Editor’s note: Truthdig contributor Donald Kaufman has recently returned to Los Angeles after reporting from Oceti Sakowin Camp in North Dakota on protests over the construction of the Dakota Access oil pipeline. Read earlier coverage of the #NoDAPL demonstrations here. Scroll down the page to see multimedia updates via Evrybit.Sunday, Feb. 26, 7:40 p.m. PST:

Hollywood was the center of global attention over the weekend—a detail not lost on Standing Rock “water protectors” and supporters of their cause. On Sunday, dozens of demonstrators, led by activists July Huss and Kunoor Ojha in conjunction with the American Indian Movement Southern California, converged at Dorothy J. and Benjamin B. Smith Park in Los Angeles to hold a #NoDAPL rally.

The event was held near Dolby Theatre, where crowds gathered to watch nominees and film-industry insiders arrive to attend the Academy Awards presentation. At one point, the two parties nearly overlapped as the #NoDAPL activists marched close to the red carpet.

Raymond L. Kingfisher, a frequent presence over recent months at protest sites at the Standing Rock Indian Reservation in North Dakota, spoke at the rally, as did George Funmaker, co-founder of Red Earth Defense.

Truthdig’s Donald Kaufman covered Sunday’s rally. Watch footage he streamed from the scene via Facebook Live:

Thursday, Feb. 23, 5:22 p.m. PST: According to the Water Protector Legal Collective, the legal team for water protectors at Standing Rock, 45 people were arrested in Thursday’s police raids.

Kaufman was at Rosebud Camp, one of the two encampments cleared by police. He reported during the police intervention:

There’s no ceremony or planned demonstration, just people facing the line of police or straggling around. There are obscene amounts of police officers and militarized vehicles. It’s a bit baffling why so many police are needed.

The two camps were officially cleared by late afternoon, and Unicorn Riot reports that journalists were among those arrested. There appeared to be no violence during Thursday’s actions.

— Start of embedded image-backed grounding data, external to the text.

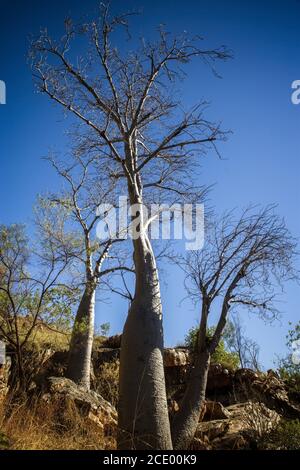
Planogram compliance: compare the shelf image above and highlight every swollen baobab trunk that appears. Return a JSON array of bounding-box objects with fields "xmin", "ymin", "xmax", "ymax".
[
  {"xmin": 66, "ymin": 286, "xmax": 95, "ymax": 390},
  {"xmin": 172, "ymin": 351, "xmax": 210, "ymax": 450},
  {"xmin": 119, "ymin": 236, "xmax": 172, "ymax": 449}
]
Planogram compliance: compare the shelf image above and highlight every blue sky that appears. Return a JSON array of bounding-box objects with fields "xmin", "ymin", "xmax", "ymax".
[{"xmin": 0, "ymin": 0, "xmax": 300, "ymax": 367}]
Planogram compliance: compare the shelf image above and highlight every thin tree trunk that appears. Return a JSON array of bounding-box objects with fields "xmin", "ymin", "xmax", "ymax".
[
  {"xmin": 172, "ymin": 351, "xmax": 210, "ymax": 450},
  {"xmin": 118, "ymin": 236, "xmax": 172, "ymax": 450},
  {"xmin": 66, "ymin": 286, "xmax": 95, "ymax": 390}
]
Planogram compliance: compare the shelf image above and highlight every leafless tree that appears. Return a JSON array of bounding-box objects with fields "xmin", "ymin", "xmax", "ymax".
[
  {"xmin": 173, "ymin": 206, "xmax": 297, "ymax": 449},
  {"xmin": 0, "ymin": 216, "xmax": 73, "ymax": 389},
  {"xmin": 31, "ymin": 5, "xmax": 230, "ymax": 449},
  {"xmin": 42, "ymin": 154, "xmax": 133, "ymax": 390},
  {"xmin": 224, "ymin": 312, "xmax": 260, "ymax": 370}
]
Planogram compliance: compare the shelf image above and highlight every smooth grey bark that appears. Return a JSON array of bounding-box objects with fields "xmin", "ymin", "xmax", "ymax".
[
  {"xmin": 66, "ymin": 286, "xmax": 95, "ymax": 390},
  {"xmin": 172, "ymin": 351, "xmax": 210, "ymax": 450},
  {"xmin": 118, "ymin": 230, "xmax": 172, "ymax": 450}
]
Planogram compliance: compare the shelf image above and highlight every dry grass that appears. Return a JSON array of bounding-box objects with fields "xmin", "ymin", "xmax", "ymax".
[
  {"xmin": 96, "ymin": 360, "xmax": 120, "ymax": 407},
  {"xmin": 0, "ymin": 400, "xmax": 116, "ymax": 450}
]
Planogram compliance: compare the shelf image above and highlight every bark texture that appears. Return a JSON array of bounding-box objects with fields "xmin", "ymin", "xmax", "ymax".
[
  {"xmin": 66, "ymin": 287, "xmax": 95, "ymax": 390},
  {"xmin": 118, "ymin": 236, "xmax": 172, "ymax": 450},
  {"xmin": 172, "ymin": 351, "xmax": 210, "ymax": 450}
]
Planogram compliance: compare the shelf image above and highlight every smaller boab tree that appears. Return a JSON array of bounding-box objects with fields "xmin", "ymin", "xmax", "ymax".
[
  {"xmin": 44, "ymin": 153, "xmax": 133, "ymax": 390},
  {"xmin": 172, "ymin": 206, "xmax": 297, "ymax": 449}
]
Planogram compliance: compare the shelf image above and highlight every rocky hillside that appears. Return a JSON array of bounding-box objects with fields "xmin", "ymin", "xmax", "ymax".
[{"xmin": 0, "ymin": 336, "xmax": 300, "ymax": 450}]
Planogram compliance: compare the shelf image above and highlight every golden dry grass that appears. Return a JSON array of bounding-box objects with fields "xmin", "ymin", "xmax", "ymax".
[{"xmin": 0, "ymin": 401, "xmax": 116, "ymax": 450}]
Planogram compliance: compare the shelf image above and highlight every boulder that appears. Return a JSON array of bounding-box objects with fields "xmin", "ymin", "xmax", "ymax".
[
  {"xmin": 102, "ymin": 335, "xmax": 122, "ymax": 349},
  {"xmin": 207, "ymin": 364, "xmax": 234, "ymax": 393},
  {"xmin": 42, "ymin": 377, "xmax": 117, "ymax": 435},
  {"xmin": 164, "ymin": 348, "xmax": 190, "ymax": 368}
]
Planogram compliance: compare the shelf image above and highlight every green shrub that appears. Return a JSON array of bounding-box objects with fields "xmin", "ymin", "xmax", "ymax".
[
  {"xmin": 259, "ymin": 419, "xmax": 300, "ymax": 450},
  {"xmin": 185, "ymin": 327, "xmax": 240, "ymax": 370}
]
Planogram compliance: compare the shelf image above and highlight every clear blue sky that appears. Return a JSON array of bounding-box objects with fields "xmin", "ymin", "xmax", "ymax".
[{"xmin": 0, "ymin": 0, "xmax": 300, "ymax": 367}]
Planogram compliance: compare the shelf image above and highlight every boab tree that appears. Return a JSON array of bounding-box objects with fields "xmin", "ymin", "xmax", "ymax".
[
  {"xmin": 31, "ymin": 7, "xmax": 230, "ymax": 449},
  {"xmin": 172, "ymin": 206, "xmax": 297, "ymax": 449},
  {"xmin": 43, "ymin": 153, "xmax": 132, "ymax": 390}
]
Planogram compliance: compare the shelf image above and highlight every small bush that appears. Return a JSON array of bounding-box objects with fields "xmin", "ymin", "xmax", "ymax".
[
  {"xmin": 185, "ymin": 327, "xmax": 240, "ymax": 370},
  {"xmin": 96, "ymin": 360, "xmax": 120, "ymax": 407},
  {"xmin": 259, "ymin": 419, "xmax": 300, "ymax": 450},
  {"xmin": 0, "ymin": 399, "xmax": 116, "ymax": 450}
]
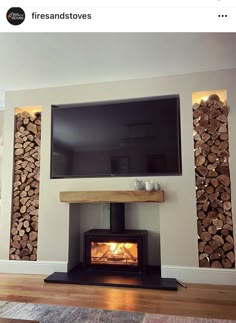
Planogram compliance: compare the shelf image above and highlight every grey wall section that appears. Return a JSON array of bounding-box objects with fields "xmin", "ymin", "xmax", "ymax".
[{"xmin": 0, "ymin": 69, "xmax": 236, "ymax": 266}]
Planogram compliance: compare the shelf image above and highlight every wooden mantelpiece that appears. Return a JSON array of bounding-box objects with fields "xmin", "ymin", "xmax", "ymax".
[{"xmin": 60, "ymin": 190, "xmax": 164, "ymax": 203}]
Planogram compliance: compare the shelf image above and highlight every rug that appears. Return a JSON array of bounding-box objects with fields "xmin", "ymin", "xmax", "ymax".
[{"xmin": 0, "ymin": 302, "xmax": 236, "ymax": 323}]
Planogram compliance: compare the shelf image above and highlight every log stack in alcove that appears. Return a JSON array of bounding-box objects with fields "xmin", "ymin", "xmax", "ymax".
[
  {"xmin": 193, "ymin": 94, "xmax": 235, "ymax": 268},
  {"xmin": 10, "ymin": 111, "xmax": 41, "ymax": 261}
]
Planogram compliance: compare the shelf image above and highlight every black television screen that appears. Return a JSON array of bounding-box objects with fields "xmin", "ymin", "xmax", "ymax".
[{"xmin": 51, "ymin": 95, "xmax": 181, "ymax": 178}]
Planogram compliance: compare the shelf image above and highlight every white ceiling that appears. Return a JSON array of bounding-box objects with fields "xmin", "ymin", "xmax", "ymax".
[{"xmin": 0, "ymin": 33, "xmax": 236, "ymax": 91}]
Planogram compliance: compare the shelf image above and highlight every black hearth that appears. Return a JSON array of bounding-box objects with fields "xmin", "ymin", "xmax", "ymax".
[{"xmin": 44, "ymin": 203, "xmax": 177, "ymax": 290}]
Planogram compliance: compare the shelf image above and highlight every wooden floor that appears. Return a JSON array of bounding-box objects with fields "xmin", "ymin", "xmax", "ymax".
[{"xmin": 0, "ymin": 274, "xmax": 236, "ymax": 320}]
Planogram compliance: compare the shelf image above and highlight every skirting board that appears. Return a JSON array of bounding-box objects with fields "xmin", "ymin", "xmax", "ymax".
[
  {"xmin": 161, "ymin": 266, "xmax": 236, "ymax": 285},
  {"xmin": 0, "ymin": 260, "xmax": 67, "ymax": 275}
]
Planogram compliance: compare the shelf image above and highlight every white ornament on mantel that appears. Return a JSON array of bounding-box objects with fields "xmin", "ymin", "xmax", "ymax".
[{"xmin": 132, "ymin": 178, "xmax": 145, "ymax": 190}]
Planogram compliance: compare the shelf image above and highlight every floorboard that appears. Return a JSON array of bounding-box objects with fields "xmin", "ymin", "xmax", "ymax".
[{"xmin": 0, "ymin": 274, "xmax": 236, "ymax": 320}]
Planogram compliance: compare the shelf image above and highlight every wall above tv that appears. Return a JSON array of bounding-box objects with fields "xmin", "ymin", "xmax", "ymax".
[{"xmin": 51, "ymin": 95, "xmax": 182, "ymax": 178}]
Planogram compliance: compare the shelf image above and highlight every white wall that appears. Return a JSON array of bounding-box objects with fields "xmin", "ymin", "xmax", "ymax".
[{"xmin": 0, "ymin": 69, "xmax": 236, "ymax": 276}]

Thursday, Feb. 23, 1:40 a.m. PST: CNN reports that 10 people were arrested in total on Wednesday, although earlier reports had stated nine had been detained. CNN also reports,

North Dakota Gov. Doug Burgum said the remaining 25 to 50 or protesters holding out in the Oceti Sakowin camp site will be allowed to leave without being arrested so contractors can continue cleaning up the protest site near the controversial 1,172-mile long pipeline. Those who refuse to leave will be arrested.

“You know that our big ask for tomorrow is anyone remaining in the camp, we want to make sure that they know they have an opportunity to voluntarily leave,” Burgum said. “Take your belongings, remove anything that may be culturally significant and we’ll help you get on your way if you need to do that.”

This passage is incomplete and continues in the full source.